After a patient with kidney cancer is diagnosed, the physician will use imaging findings to determine the clinical stage of the tumor and use ancillary tests to assess the patient’s ability to tolerate treatment and choose the appropriate treatment based on that. For patients with limited and locally progressive kidney cancer, surgery is still the preferred treatment modality and may lead to a cure.
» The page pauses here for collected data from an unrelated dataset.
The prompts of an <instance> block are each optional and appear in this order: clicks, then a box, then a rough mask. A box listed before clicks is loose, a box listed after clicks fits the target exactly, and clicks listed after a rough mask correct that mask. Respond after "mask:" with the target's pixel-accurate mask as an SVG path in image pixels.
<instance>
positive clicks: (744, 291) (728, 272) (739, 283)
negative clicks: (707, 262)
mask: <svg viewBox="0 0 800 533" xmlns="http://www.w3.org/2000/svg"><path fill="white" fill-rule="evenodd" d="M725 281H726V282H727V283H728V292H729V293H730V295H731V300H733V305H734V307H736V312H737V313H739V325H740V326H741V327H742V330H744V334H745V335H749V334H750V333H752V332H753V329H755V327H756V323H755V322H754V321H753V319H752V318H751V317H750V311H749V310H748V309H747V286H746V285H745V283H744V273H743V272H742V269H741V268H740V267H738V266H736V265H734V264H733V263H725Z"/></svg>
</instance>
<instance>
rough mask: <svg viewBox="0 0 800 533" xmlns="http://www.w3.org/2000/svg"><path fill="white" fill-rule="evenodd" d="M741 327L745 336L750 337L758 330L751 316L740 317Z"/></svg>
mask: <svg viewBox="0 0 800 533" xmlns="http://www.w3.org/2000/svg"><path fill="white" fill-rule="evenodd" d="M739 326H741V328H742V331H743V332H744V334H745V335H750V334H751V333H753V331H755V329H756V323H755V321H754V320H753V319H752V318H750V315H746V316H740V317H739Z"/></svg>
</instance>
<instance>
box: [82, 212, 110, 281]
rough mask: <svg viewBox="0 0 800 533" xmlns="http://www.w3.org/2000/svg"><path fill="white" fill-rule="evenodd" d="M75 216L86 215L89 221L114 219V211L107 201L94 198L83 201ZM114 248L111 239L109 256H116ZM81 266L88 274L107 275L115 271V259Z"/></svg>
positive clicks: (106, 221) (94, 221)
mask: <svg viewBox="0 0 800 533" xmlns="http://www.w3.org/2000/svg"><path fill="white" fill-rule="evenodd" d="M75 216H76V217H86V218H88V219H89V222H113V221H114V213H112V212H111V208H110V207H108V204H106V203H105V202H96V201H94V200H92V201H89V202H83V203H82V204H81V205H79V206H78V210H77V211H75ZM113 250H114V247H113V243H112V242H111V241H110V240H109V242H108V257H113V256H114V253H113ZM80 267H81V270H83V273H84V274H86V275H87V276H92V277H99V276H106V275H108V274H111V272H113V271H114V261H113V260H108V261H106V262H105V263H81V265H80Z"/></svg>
For patients with advanced renal cancer, medical treatment should be the mainstay, and depending on the patient’s condition, concurrent nephrectomy of a decompensated nature may be considered, as well as surgical resection of isolated metastatic lesions after adequate evaluation.
So the cost of surgery for kidney cancer patients depends on the specific condition and the choice of treatment modality, and the factors affecting the cost of surgery include the following:
- Evaluation: The evaluation of kidney cancer is directly related to the choice of treatment plan, and the major major costs are focused on PET-CT, nuclear medicine examination, postoperative genetic testing, etc.
- Surgical modalities: including radical total nephrectomy, partial nephrectomy with preservation of renal units, surgery of subtractive nature, and resection of metastases, as well as the need for regional lymph node dissection, ipsilateral adrenalectomy, and management of venous cancer clots, etc. costs vary;
- Trauma modalities: open surgery and minimally invasive surgery including laparoscopic surgery, robotic-assisted techniques, etc., with robotic surgery being more expensive;
- Postoperative symptomatic management: each patient’s physique is different, postoperative recovery, surgical results, etc. vary, and the corresponding treatment costs are also different;
- Post-operative adjuvant therapy: For each patient’s specific situation, we decide whether to perform post-operative adjuvant therapy, including radiation, chemotherapy, immunotherapy and targeted therapy.
Overall, the cost of treatment for kidney cancer patients with surgery is roughly $50,000 or more, with no cap, and varies slightly by region due to health insurance differences.